Wenzel v All City Remodeling, Inc. |
2021 NY Slip Op 03674 |
Decided on June 10, 2021 |
Appellate Division, First Department |
Published by New York State Law Reporting Bureau pursuant to Judiciary Law § 431. |
This opinion is uncorrected and subject to revision before publication in the Official Reports. |
Decided and Entered: June 10, 2021
Before: Manzanet-Daniels, J.P., Gische, Oing, Shulman, JJ.
Index No. 155533/17 Appeal No. 14045 Case No. 2020-02853
v
All City Remodeling, Inc., et al., Defendants, 217 E 88th & 212-234 E 89th LLC, Defendant-Appellant.
Brody, O'Connor & O'Connor, New York (Thomas S. Reilly of counsel), for appellant.
Law Office of Stephen H. Frankel, Garden City (Mellissa A. Lenowitz of counsel), for Ilonna Wenzel, respondent.
Order, Supreme Court, New York County (Barbara Jaffe, J.), entered on or about June 4, 2020, which, to the extent appealed from, denied 217 E 88th and 212-234 E 89th LLC's motion for summary judgment dismissing the complaint, unanimously affirmed, without costs.
The landlord failed to establish entitlement to judgment as a matter of law in this action where plaintiff's ceiling collapsed upon her while she was sleeping. The landlord failed to submit sufficient evidence showing that it neither created nor had actual or constructive notice of the hazardous condition (see Negroni v Langsam Prop. Servs. Corp., 124 AD3d 565, 565-566 [1st Dept 2015]).
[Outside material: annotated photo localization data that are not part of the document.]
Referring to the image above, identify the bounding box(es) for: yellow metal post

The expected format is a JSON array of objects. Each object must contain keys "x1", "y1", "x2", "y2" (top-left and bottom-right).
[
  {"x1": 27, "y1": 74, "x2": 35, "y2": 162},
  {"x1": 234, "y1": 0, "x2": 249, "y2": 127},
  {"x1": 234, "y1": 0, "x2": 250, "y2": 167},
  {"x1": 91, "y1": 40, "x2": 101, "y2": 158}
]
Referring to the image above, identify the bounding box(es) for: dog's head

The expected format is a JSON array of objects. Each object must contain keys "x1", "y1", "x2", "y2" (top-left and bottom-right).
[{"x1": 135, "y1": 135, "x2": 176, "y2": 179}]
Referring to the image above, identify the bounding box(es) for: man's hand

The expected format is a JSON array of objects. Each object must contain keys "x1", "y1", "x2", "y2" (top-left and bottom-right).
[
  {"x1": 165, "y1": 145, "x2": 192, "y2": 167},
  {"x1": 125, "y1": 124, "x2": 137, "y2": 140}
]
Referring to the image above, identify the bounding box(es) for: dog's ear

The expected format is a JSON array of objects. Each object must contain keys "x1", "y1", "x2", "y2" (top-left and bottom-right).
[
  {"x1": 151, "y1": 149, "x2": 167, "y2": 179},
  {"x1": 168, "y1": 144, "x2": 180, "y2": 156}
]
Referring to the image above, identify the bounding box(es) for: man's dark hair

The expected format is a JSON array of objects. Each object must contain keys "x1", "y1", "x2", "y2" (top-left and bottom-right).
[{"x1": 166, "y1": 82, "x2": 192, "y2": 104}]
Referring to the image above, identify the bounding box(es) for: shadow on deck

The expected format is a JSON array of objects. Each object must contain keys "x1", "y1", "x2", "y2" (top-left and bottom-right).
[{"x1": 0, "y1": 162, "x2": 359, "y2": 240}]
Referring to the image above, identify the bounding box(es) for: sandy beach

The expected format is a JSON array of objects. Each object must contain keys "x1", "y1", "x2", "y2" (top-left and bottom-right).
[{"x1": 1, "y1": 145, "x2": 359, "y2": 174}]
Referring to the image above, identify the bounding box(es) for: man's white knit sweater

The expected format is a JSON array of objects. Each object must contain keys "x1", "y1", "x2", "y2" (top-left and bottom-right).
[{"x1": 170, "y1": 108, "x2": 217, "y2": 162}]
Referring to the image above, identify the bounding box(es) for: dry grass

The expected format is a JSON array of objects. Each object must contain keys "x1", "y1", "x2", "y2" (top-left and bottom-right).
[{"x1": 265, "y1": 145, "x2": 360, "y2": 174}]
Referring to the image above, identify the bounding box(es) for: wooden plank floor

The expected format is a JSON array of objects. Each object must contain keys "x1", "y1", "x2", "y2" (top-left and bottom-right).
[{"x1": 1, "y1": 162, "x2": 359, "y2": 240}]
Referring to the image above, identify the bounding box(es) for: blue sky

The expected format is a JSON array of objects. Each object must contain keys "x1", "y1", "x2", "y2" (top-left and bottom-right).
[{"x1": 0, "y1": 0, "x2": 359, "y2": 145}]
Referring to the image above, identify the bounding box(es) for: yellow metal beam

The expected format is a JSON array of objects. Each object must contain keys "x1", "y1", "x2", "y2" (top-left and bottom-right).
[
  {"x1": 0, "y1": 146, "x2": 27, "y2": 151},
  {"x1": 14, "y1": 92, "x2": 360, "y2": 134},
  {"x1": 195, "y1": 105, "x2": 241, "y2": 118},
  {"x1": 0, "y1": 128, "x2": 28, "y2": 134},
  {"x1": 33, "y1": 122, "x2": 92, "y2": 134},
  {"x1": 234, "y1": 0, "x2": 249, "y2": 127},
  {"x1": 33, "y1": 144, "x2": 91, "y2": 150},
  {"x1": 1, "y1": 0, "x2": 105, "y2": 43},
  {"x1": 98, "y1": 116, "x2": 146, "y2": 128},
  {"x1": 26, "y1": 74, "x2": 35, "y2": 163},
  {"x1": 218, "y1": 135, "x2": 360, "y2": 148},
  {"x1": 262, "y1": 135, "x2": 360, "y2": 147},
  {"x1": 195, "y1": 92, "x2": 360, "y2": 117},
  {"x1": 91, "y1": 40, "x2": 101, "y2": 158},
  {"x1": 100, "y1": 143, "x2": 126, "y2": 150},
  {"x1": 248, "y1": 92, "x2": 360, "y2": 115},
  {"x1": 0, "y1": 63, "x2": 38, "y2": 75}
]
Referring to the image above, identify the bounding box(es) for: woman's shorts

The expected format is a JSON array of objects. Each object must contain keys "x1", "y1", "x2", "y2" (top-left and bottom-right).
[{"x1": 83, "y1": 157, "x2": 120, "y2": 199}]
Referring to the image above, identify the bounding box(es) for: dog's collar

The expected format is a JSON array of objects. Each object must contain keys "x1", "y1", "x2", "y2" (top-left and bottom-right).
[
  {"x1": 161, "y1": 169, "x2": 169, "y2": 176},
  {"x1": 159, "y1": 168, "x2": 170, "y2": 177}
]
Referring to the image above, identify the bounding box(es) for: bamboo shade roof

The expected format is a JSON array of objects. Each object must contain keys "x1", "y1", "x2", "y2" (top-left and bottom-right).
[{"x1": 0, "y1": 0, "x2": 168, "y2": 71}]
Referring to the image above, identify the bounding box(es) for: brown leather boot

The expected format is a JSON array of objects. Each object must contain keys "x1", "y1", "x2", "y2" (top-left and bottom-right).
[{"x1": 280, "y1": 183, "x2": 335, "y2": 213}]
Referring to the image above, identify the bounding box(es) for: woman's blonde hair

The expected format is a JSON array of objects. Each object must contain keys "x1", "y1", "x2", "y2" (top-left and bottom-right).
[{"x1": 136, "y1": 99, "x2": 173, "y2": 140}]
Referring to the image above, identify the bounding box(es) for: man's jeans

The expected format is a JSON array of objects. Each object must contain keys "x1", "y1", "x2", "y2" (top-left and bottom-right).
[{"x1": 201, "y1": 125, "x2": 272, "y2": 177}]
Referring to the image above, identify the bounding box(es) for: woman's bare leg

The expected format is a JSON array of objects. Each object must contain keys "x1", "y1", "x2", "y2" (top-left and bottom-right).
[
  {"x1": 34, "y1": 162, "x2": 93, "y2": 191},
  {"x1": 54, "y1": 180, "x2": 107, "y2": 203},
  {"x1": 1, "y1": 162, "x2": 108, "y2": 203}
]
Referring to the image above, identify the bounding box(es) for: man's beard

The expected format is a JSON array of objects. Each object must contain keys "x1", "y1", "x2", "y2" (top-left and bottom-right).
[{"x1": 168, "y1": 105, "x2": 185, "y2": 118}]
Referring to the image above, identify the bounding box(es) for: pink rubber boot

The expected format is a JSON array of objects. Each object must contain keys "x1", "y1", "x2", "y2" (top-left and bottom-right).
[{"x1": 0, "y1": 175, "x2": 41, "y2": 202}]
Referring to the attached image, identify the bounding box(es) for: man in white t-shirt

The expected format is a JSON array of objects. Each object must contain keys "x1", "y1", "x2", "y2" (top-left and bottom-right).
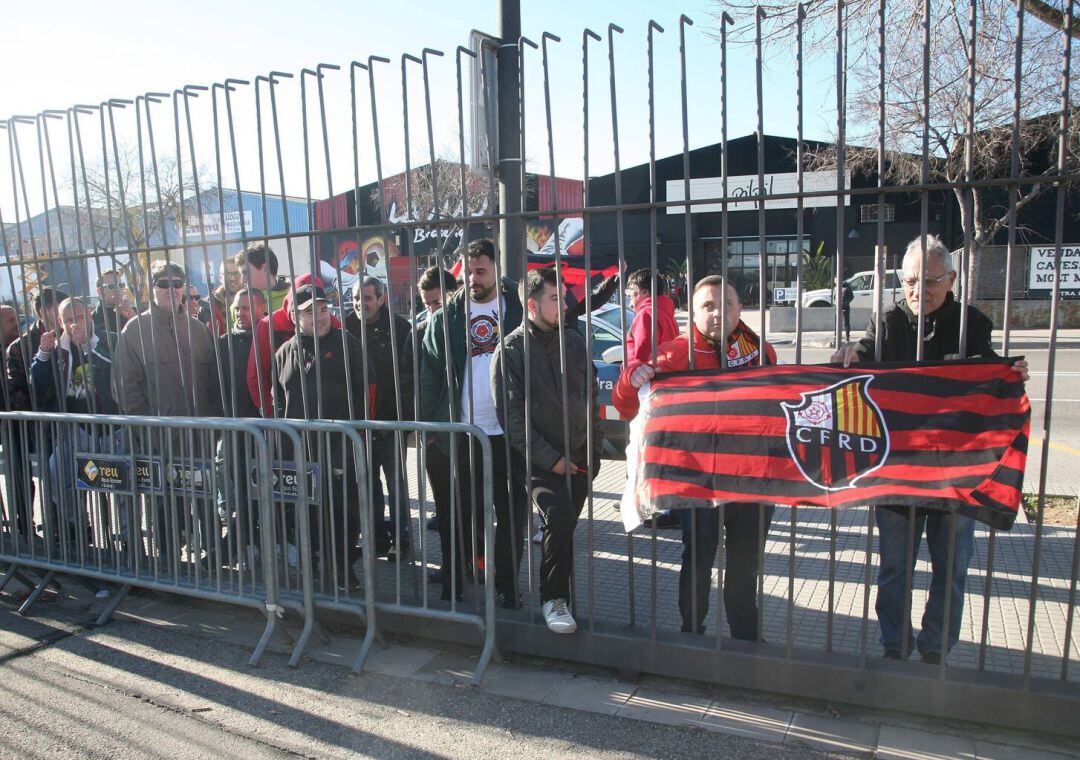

Plaintiff testified that she specifically notified the management company that her ceiling was "falling apart," and that she had a discussion in her bedroom with the super and a carpenter from the contractor doing renovation work on behalf of the landlord in the apartment above, during which she pointed out that dust was coming from her bedroom ceiling, and was told that the ceiling needed some work and repairs. Additionally, the building super and carpenter each testified that they observed multiple foot-long cracks in plaintiff's ceiling. The landlord submitted no evidence establishing that the area where they saw the cracks was distinguishable from the area which ultimately collapsed onto plaintiff.
In any event, plaintiff submitted sufficient evidence in opposition to raise a triable issue of fact, including an email in which she notified the building management that her ceiling was falling apart, and subsequent emails in which the renovation contractor informed management that cracks had formed in plaintiff's ceiling.
The landlord also failed to establish that the doctrine of res ipsa loquitur does not apply in this case. A ceiling collapse does not ordinarily occur in the absence of negligence, and the landlord has not established that plaintiff's own negligence caused this accident (see Lisbey v Pel Park Realty, 99 AD3d 637, 638 [1st Dept 2012]; Mejia v New York City Tr. Auth., 291 AD2d 225, 227 [1st Dept 2002]). The fact that both the landlord and the contractor may have controlled plaintiff's ceiling does not preclude application of the doctrine (see Orea v NH Hotels USA, Inc., 187 AD3d 476, 478 [1st Dept 2020]; Mejia at 227-228). Issues of fact exist as to its applicability (Lisbey at 638).
THIS CONSTITUTES THE DECISION AND ORDER OF THE SUPREME COURT, APPELLATE DIVISION, FIRST DEPARTMENT.